Message ID | 2213409.1677249075@warthog.procyon.org.uk (mailing list archive) |
---|---|
State | New |
Headers | show |
Series | [RFC] cifs: Fix cifs_writepages_region() | expand |
On Fri, Feb 24, 2023 at 6:31 AM David Howells <dhowells@redhat.com> wrote: > > Here's the simplest fix for cifs_writepages_region() that gets it to work. Hmm. The commit message for this is wrong. > Fix the cifs_writepages_region() to just skip over members of the batch that > have been cleaned up rather than retrying them. It never retried them.
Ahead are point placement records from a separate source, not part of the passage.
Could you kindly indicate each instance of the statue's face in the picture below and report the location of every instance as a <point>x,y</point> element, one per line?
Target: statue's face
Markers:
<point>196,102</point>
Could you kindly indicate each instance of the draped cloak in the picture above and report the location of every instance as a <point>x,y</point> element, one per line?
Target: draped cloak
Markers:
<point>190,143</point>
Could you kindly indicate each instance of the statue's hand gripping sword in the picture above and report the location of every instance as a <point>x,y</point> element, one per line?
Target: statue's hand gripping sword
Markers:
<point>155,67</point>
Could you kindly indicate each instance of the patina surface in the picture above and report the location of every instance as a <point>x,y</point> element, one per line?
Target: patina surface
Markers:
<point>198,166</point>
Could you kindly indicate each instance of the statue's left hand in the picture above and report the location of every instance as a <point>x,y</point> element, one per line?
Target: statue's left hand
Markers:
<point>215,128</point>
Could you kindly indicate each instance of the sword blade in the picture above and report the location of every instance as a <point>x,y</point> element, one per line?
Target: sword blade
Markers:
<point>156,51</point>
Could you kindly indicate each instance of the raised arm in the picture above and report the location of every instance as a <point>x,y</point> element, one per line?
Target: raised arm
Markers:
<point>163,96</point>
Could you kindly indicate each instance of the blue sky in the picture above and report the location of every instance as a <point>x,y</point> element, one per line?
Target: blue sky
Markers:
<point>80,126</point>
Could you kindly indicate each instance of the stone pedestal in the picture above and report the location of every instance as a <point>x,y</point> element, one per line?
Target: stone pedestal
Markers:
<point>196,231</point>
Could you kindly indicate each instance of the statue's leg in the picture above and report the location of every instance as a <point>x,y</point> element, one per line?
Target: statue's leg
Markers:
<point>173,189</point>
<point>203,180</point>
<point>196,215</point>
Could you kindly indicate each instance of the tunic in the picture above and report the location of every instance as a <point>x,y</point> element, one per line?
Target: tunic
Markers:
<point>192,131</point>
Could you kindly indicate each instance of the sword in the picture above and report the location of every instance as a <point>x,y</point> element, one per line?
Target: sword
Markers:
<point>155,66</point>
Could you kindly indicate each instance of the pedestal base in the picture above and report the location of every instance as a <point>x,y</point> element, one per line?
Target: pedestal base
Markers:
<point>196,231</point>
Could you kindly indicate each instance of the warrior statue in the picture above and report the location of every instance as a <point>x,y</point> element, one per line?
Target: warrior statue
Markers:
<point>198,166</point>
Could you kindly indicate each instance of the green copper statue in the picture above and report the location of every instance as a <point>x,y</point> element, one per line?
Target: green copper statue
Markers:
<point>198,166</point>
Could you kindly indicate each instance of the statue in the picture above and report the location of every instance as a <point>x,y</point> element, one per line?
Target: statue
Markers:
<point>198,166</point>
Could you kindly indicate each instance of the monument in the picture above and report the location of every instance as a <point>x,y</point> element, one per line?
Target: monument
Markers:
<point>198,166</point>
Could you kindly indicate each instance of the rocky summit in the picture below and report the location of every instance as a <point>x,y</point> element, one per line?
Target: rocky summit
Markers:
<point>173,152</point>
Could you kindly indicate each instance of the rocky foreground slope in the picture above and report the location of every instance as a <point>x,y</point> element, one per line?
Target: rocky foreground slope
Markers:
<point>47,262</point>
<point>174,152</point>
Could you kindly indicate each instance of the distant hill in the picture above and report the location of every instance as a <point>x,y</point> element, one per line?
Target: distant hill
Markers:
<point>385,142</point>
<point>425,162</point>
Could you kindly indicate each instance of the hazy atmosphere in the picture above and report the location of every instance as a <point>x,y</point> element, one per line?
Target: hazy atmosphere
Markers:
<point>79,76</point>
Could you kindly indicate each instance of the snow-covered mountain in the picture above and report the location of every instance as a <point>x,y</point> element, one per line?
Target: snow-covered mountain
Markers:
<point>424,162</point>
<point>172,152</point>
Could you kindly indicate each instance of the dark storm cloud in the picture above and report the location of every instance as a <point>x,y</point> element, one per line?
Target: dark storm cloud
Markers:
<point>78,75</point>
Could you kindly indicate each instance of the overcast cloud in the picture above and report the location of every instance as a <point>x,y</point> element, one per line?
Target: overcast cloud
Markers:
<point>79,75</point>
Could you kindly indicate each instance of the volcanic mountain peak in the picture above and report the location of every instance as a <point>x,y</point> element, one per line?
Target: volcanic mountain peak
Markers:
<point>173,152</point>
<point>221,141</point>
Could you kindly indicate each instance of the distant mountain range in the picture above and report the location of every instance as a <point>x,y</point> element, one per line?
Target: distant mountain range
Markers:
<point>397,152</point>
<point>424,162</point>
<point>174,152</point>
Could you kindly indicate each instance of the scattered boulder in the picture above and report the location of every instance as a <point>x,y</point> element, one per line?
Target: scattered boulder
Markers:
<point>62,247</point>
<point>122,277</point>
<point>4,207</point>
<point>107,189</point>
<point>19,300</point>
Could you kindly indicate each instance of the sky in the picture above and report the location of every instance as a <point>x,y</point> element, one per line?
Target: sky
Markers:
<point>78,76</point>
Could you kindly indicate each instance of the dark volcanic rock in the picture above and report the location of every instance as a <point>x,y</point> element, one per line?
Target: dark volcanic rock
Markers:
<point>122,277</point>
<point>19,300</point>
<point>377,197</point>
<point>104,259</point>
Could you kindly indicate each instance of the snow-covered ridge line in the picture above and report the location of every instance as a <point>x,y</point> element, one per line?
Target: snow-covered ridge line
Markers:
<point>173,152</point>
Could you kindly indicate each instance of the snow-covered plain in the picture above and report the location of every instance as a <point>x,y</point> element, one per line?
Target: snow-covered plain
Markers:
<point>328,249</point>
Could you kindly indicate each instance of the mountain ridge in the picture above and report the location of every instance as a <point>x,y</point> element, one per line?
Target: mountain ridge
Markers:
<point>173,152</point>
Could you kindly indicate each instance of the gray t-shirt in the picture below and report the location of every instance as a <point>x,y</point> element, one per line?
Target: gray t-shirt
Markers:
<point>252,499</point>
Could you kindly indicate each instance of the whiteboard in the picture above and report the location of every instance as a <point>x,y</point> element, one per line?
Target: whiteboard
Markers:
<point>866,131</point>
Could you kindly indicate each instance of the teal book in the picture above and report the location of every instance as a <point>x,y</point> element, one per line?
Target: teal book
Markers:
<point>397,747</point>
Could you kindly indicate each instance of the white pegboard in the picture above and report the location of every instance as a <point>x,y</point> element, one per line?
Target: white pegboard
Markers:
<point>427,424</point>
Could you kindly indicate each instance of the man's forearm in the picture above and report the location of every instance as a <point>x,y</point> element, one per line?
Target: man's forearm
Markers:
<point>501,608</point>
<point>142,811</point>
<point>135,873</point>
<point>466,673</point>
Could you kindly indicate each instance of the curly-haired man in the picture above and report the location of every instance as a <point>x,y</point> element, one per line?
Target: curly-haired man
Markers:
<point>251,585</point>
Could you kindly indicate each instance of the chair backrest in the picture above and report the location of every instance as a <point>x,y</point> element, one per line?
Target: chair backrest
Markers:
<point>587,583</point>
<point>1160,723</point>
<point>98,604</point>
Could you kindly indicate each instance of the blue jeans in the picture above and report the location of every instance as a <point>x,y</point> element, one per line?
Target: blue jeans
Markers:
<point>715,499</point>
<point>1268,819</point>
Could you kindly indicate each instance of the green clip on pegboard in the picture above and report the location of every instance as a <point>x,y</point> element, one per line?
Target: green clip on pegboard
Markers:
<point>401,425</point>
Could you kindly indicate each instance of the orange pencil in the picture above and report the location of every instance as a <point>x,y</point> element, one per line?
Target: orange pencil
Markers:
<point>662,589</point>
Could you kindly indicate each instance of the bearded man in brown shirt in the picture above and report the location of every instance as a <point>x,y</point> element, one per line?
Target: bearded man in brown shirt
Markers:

The "skip_write" code did that same start += folio_size(folio); continue; that your patch does, but it *also* had that if (skips >= 5 || need_resched()) { thing to just stop writing entirely. > I'm not entirely sure why it fixes it, though. Yes. Strange. Because it does the exact same thing as the "Oh, the trylock worked, but it was still under writeback or fscache" did. I just merged all the "skip write" cases. But the code is clearly (a) not working and (b) the whole skip count and need_resched() logic is a bit strange to begin with. Can you humor me, and try if just removing that skip count thing instead? IOW, this attached patch? Because that whole "let's stop writing if we need to reschedule" sounds truly odd (we have a cond_resched(), although it's per folio batch, not per-folio), and the skip count logic doesn't make much sense to me either. SteveF? Linus
On Fri, Feb 24, 2023 at 02:31:15PM +0000, David Howells wrote: > Here's the simplest fix for cifs_writepages_region() that gets it to work. > > Fix the cifs_writepages_region() to just skip over members of the batch that > have been cleaned up rather than retrying them. I'm not entirely sure why it > fixes it, though. It's also not the most efficient as, in the common case, > this is going to happen a lot because cifs_extend_writeback() is going to > clean up the contiguous pages in the batch - and then this skip will occur for > those. Why are you doing it this way? What's wrong with using write_cache_pages() to push all the contiguous dirty folios into a single I/O object, submitting it when the folios turn out not to be contiguous, or when we run out of a batch? You've written an awful lot of code here and it's a different model from every other filesystem. Why is it better?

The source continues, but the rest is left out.